The best place to start is with things you know yourself. If you’re a history buff, you will know what types of historical items will hold their value. That makes the investment doubly rewarding, too; not only do you have a way to build your financial security, you also get to partake of one of your favorite pastimes.
So as you think about ways to meet these two goals, look at things in these key areas.
What Is The Item’s Relevance?
There are certain items that will always be both interesting and valuable. Items like presidential autographs easily fall into this category, because every president is historically important no matter his particular achievements. Original specimens of other historic documents can be good choices as well.
This is where an understanding of history is essential. We all know the Emancipation Proclamation was immensely important in history, so its value is immense. But what about letters or documents leading up to its creation? If you know which key figures communicated with President Lincoln during that process, you are a step ahead on value.
What Is Its Future Potential?
A good eye in this area can be the real investment builder. Consider the recent publication of letters written by Barack Obama during the early 1980’s. At the time, they were little different from anyone else’s missives, and even once he became a U.S. Senator they were somewhat unremarkable. Of course, that all changed in 2008 when he was elected president. Anticipating what items will gain value from their creators’ increasing prominence can be a very effective way to improve the return on your historical document investment dollars.
And this ability isn’t just valuable in historic documents. Stocks and real estate are largely speculative as well, and as their investors may just have the feel for what will work, you may have a gift for purchasing the right historical items.
Can You Take Care Of It?
Now we’re looking more at the nuts and bolts. An investment is far less valuable if you have to add to your initial outlay by spending a large amount of money to protect it.
Imagine the impossible: What if you did have a handwritten copy of the Declaration of Independence? Could you really take care of it? Probably not.
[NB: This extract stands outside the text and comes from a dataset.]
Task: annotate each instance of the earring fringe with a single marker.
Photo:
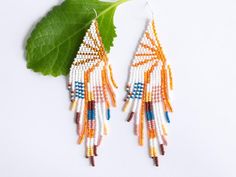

Consequently, your goal should be to purchase items that require little more than the investment in the item itself. Compact items like modern historic documents are much easier and less expensive to store than larger items like vehicles or antiques.
Investment is all about finding a way to purchase something at an affordable price now and hold it until its value appreciates. When you have expertise in the area in which you plan to invest, you have a much better idea of whether that initial price is realistic and whether the item has the potential to grow in value at a satisfactory pace. When history is your hobby, your investment portfolio can grow from that and give you a doubly satisfying pastime.